U.S. securities regulators have issued an alert highlighting the risk of lost and stolen securities certificates, which can be used to defraud investors.
The U.S. Securities and Exchange Commission’s (SEC) Office of Investor Education and Advocacy issued an investor bulletin Monday that aims to help educate investors about lost and stolen securities, and alert them to existence of the commission’s database for securities certificates that have been reported lost, stolen, missing, or counterfeit, known as, its Lost and Stolen Securities Program (LSSP).
The advisory notes that in recent years many corporate bond issues have been called for redemption and cancelled decades before their maturities; which, along with an active stock market, “have generated vast amounts of cancelled securities certificates that must be processed, stored, and safeguarded.”
Cancelled certificates must be retained for at least six years.

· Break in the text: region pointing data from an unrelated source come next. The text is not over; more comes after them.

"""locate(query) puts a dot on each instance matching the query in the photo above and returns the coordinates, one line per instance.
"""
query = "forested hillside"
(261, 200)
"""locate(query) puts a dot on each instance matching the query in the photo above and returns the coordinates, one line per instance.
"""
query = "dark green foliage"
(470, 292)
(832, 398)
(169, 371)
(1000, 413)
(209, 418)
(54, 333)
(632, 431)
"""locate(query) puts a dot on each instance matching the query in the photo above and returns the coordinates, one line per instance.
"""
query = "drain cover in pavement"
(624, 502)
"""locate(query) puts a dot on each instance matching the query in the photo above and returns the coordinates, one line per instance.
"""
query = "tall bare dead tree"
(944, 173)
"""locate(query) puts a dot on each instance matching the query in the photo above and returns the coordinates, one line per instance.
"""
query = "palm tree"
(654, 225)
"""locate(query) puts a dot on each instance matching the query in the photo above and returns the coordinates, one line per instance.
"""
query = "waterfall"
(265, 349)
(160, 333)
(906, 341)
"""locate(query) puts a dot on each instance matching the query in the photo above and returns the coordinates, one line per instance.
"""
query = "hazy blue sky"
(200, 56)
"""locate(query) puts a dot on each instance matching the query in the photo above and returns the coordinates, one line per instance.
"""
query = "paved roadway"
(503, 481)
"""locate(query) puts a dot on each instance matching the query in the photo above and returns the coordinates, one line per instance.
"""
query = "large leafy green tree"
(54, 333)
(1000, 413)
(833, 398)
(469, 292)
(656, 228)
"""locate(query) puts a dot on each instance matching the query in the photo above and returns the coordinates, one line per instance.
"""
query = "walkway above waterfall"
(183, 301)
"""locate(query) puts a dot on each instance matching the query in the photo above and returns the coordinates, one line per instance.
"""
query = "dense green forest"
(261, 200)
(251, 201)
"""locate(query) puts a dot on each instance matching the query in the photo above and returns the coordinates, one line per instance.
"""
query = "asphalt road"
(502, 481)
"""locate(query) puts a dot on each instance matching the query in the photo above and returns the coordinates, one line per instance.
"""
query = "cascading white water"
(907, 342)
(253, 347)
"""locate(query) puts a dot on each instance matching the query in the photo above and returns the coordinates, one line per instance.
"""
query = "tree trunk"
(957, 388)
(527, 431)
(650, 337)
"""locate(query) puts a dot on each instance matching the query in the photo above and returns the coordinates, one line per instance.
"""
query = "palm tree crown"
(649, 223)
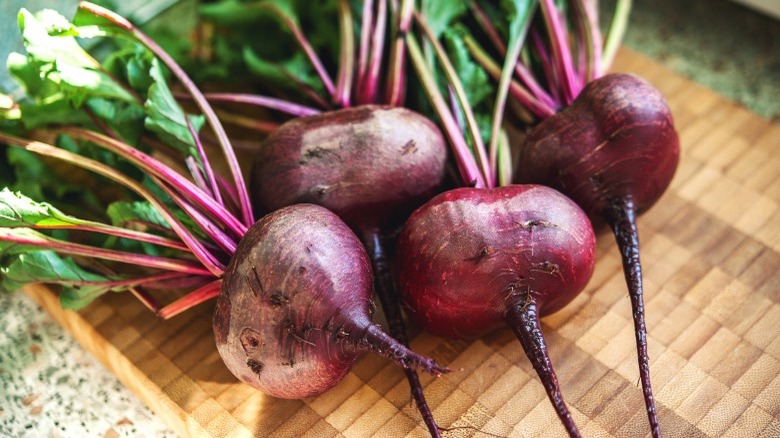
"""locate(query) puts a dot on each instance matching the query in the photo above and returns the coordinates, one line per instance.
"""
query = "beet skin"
(366, 163)
(471, 260)
(293, 314)
(614, 151)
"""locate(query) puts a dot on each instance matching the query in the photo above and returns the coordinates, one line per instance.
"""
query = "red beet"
(614, 152)
(372, 165)
(293, 313)
(368, 164)
(471, 260)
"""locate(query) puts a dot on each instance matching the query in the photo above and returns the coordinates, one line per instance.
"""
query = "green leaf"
(166, 118)
(475, 80)
(126, 120)
(43, 266)
(440, 15)
(286, 74)
(17, 210)
(122, 213)
(52, 47)
(76, 298)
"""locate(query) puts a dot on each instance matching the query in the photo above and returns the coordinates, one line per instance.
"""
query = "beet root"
(471, 260)
(293, 314)
(616, 141)
(614, 151)
(366, 163)
(372, 165)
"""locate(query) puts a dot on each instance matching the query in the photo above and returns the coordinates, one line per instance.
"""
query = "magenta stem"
(371, 85)
(192, 299)
(200, 101)
(396, 82)
(467, 166)
(560, 49)
(207, 170)
(75, 249)
(102, 169)
(139, 236)
(156, 168)
(284, 106)
(342, 95)
(366, 29)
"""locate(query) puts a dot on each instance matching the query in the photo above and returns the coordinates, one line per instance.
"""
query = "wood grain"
(711, 253)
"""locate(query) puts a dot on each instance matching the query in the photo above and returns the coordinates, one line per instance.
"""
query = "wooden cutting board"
(711, 253)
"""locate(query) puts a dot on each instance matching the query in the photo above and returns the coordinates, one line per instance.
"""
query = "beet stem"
(523, 318)
(621, 215)
(388, 298)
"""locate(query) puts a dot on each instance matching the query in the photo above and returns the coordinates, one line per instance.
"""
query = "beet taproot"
(293, 314)
(614, 151)
(473, 260)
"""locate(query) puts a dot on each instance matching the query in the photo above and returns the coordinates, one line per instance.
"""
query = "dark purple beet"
(472, 260)
(371, 165)
(293, 314)
(614, 152)
(367, 164)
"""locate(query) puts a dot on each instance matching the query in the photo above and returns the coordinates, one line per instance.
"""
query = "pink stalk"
(217, 235)
(517, 36)
(347, 56)
(192, 243)
(462, 99)
(284, 106)
(154, 167)
(200, 100)
(126, 282)
(305, 46)
(366, 29)
(371, 84)
(197, 175)
(539, 108)
(207, 170)
(521, 70)
(527, 77)
(560, 49)
(591, 39)
(96, 227)
(76, 249)
(546, 62)
(396, 79)
(192, 299)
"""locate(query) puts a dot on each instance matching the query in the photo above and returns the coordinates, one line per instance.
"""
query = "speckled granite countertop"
(51, 387)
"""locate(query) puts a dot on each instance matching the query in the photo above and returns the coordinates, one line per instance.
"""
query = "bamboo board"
(711, 253)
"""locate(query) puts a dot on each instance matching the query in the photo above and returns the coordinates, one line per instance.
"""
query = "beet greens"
(197, 232)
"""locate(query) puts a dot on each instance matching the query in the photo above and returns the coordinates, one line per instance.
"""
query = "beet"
(471, 260)
(614, 152)
(293, 314)
(372, 165)
(368, 164)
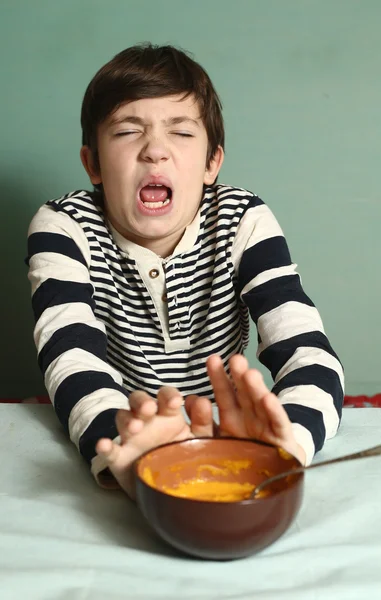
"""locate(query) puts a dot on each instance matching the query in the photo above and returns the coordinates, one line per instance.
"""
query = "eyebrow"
(168, 122)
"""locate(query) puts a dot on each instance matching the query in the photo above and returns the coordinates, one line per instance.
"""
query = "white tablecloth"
(61, 537)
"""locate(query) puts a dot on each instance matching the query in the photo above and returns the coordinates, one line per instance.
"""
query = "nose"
(155, 150)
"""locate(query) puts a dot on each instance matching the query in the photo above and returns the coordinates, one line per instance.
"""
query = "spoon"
(375, 451)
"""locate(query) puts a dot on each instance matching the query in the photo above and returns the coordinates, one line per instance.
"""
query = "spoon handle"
(375, 451)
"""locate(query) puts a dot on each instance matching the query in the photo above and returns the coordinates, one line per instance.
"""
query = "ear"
(88, 162)
(214, 166)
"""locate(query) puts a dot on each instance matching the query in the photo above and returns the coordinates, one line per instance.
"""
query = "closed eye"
(121, 133)
(183, 134)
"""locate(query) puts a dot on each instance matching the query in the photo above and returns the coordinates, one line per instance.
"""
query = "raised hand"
(149, 423)
(247, 408)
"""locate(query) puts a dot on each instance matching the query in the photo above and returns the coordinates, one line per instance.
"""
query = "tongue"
(153, 194)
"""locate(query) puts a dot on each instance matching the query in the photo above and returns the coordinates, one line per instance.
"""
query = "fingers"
(142, 405)
(238, 366)
(169, 402)
(279, 422)
(200, 412)
(127, 424)
(224, 393)
(256, 391)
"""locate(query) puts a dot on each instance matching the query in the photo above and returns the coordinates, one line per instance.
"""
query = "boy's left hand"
(247, 408)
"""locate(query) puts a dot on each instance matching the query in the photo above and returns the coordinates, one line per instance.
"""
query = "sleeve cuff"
(303, 437)
(102, 475)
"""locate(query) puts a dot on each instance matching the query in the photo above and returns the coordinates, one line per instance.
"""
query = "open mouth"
(155, 195)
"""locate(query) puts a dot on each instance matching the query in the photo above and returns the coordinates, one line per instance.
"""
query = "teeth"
(156, 204)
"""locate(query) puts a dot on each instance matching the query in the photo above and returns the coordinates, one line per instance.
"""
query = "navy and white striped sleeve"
(292, 344)
(71, 343)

And, it says there have been episodes of cancelled certificates being stolen, and later turning up in securities frauds. “In many cases, the stolen certificates have reentered the marketplace either through sales or as collateral for loans, resulting in fraud on public investors, public companies, creditors, broker-dealers, and transfer agents,” it says.

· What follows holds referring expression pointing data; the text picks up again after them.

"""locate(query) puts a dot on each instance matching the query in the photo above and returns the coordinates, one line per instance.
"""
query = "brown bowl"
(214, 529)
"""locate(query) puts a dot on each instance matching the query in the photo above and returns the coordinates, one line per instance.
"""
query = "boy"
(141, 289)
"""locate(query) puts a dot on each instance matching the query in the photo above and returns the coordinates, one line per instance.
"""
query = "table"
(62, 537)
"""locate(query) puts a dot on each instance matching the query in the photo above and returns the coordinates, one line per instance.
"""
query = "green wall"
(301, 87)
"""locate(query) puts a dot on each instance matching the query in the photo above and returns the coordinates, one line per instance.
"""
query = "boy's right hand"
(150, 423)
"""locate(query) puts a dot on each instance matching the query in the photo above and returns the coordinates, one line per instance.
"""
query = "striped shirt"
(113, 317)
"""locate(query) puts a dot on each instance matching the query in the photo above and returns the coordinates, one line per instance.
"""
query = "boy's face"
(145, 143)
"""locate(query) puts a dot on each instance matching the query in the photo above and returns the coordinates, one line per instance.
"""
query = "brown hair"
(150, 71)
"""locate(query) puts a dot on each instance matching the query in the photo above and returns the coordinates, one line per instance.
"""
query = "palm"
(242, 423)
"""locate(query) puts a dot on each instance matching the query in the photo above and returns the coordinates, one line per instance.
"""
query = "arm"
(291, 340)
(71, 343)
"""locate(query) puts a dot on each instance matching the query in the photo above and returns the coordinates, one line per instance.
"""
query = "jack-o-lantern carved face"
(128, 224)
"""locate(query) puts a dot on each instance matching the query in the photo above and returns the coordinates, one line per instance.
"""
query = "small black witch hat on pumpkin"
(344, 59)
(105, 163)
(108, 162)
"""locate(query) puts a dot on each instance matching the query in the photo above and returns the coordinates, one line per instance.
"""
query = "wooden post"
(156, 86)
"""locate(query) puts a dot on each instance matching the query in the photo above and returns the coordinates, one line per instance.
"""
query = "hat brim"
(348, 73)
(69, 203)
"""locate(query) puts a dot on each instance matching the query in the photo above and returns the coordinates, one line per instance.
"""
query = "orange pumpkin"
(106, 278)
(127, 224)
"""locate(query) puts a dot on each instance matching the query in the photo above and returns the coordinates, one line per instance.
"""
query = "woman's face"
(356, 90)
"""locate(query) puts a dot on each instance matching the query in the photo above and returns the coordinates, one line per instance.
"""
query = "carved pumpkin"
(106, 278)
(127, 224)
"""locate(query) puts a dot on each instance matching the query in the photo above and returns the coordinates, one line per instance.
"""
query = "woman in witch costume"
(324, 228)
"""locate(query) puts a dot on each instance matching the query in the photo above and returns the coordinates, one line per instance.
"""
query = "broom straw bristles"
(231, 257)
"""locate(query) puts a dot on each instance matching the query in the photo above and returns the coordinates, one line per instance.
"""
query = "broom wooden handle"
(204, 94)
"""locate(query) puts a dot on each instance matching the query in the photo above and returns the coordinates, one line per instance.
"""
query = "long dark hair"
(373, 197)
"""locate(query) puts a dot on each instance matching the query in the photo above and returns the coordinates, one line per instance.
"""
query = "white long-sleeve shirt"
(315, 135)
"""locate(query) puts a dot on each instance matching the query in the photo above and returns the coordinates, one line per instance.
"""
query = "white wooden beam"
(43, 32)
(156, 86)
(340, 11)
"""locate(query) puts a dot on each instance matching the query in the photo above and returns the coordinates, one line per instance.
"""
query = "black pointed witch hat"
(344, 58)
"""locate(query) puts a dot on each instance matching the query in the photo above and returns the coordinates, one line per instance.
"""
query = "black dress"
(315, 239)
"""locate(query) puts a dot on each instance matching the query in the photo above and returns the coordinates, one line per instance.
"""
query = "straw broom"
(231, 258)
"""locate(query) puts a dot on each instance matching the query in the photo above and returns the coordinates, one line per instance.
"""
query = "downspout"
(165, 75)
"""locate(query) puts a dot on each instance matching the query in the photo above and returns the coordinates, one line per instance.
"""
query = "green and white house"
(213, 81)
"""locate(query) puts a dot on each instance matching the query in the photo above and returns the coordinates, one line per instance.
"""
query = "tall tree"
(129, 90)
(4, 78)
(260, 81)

The SEC’s database of lost, stolen, missing, and counterfeit certificates covers securities with a value of approximately US$820 billion, as of Dec. 31, 2013, it says. During 2013, reports were made on 525,123 certificates (an average of 2,075 certificates per business day), it says; inquiries were made on 7.2 million certificates (an average of 28,448 per day); and, this resulted in matches on 87,661 certificates, which essentially warned that the certificates had been reported as lost, stolen, missing, or counterfeit, and were not eligible for transfer. The value of the certificates associated with these matches were approximately US$7.6 billion.

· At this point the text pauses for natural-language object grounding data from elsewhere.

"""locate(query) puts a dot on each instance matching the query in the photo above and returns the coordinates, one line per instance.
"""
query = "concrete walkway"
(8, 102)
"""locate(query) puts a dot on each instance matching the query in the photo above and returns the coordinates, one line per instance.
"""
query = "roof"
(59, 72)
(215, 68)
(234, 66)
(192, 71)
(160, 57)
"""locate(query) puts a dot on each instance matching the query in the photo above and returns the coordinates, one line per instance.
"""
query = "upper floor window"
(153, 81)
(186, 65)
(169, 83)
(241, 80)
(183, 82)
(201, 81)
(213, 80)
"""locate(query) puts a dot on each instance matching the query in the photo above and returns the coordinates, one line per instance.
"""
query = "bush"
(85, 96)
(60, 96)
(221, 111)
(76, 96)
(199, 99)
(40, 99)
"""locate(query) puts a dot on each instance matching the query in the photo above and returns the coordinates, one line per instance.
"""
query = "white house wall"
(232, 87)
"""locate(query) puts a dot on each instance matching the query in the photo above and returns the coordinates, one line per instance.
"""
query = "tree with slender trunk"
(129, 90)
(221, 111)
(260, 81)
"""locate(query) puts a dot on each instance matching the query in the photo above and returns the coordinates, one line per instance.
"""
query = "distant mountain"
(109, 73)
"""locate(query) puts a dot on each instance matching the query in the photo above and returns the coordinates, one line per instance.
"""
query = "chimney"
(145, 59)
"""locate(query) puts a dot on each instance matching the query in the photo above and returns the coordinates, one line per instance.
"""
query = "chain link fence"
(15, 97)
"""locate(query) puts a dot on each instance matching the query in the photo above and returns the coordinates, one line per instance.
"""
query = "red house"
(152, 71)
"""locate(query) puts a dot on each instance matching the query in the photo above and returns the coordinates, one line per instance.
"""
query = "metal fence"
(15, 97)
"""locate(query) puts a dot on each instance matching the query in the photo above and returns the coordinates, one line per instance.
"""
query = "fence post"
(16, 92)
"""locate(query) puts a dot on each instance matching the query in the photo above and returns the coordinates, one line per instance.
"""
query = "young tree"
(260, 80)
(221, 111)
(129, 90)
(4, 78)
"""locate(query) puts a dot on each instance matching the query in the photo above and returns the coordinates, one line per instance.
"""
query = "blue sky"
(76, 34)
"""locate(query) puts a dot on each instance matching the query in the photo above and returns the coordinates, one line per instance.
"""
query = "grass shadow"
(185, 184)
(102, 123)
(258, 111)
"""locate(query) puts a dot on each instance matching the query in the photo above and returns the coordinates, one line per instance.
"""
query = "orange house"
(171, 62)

The alert says that investors should report any lost or missing certificates to the transfer agent and request a ‘stop transfer’. The broker, bank, or transfer agent will report the certificates as missing to the LSSP. Similarly, if an expected delivery of a certificate through the mail doesn’t happen, investors should immediately contact the organization that arranged the transaction, typically a brokerage firm, it says.